The B‑complex vitamins consist of eight distinct water‑soluble compounds, each serving as a coenzyme or precursor for enzymatic reactions in energy metabolism, nucleic acid synthesis, and neuronal function. Their collective importance lies in converting macronutrients into adenosine triphosphate (ATP) and supporting the synthesis of neurotransmitters and red blood cells.

Thiamine (B₁) is phosphorylated to thiamine pyrophosphate (TPP), an essential cofactor for the decarboxylation of pyruvate to acetyl‑CoA and for the transketolase reaction in the pentose phosphate pathway. Adequate thiamine status is required for glucose metabolism, particularly in the nervous system and cardiac muscle. Sources include whole grains, legumes, pork, and fortified cereals. Deficiency, termed beriberi, manifests as peripheral neuropathy, muscle weakness, and high‑output cardiac failure. Chronic alcoholism interferes with thiamine absorption and storage, increasing risk.

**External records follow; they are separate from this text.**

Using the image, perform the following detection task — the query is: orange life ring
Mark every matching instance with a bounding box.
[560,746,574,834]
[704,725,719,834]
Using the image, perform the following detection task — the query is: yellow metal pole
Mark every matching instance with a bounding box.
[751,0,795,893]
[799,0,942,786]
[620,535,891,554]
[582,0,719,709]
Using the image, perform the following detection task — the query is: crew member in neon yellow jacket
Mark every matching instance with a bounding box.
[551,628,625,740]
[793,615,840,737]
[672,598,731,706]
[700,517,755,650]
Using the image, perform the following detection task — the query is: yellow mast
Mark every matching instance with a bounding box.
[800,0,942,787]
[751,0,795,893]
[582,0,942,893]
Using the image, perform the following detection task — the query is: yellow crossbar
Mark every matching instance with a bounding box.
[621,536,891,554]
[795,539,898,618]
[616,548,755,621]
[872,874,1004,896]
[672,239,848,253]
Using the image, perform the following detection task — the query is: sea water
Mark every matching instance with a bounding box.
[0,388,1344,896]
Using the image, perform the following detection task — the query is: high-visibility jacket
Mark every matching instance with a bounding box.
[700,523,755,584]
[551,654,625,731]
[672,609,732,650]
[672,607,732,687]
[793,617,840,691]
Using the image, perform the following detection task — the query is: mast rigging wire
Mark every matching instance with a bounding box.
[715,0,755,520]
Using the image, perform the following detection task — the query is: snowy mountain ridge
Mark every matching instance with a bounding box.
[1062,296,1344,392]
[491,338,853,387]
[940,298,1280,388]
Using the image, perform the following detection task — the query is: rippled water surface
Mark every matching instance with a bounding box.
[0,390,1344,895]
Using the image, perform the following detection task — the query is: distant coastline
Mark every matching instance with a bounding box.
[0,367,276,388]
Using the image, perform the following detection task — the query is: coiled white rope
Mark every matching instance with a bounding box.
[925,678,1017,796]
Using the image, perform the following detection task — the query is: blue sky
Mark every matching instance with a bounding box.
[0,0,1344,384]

Riboflavin (B₂) is converted to flavin mononucleotide (FMN) and flavin adenine dinucleotide (FAD), which function as redox carriers in the electron transport chain and in the metabolism of fatty acids, amino acids, and other vitamins (e.G., Conversion of B₆ to pyridoxal phosphate). Dairy products, eggs, lean meats, and green vegetables provide riboflavin. Deficiency can cause cheilosis, glossitis, and seborrheic dermatitis.

Niacin (B₃) exists as nicotinic acid and nicotinamide, precursors to nicotinamide adenine dinucleotide (NAD⁺) and NAD phosphate (NADP⁺). These coenzymes are central to oxidation‑reduction reactions, DNA repair, and cell signaling pathways. Dietary sources include meat, fish, poultry, and legumes, as well as tryptophan‑rich foods that can be converted to niacin. Pellagra, the classic deficiency disease, is characterized by the “three D’s”: Dermatitis, diarrhea, and dementia. Severe deficiency can be fatal if untreated.

Pyridoxine (B₆) is transformed into pyridoxal phosphate (PLP), a versatile coenzyme involved in amino acid transamination, decarboxylation, and glycogenolysis. PLP also participates in the synthesis of neurotransmitters such as serotonin, dopamine, and γ‑aminobutyric acid (GABA). Sources include fish, poultry, potatoes, and bananas. Deficiency may lead to microcytic anemia, peripheral neuropathy, and convulsions.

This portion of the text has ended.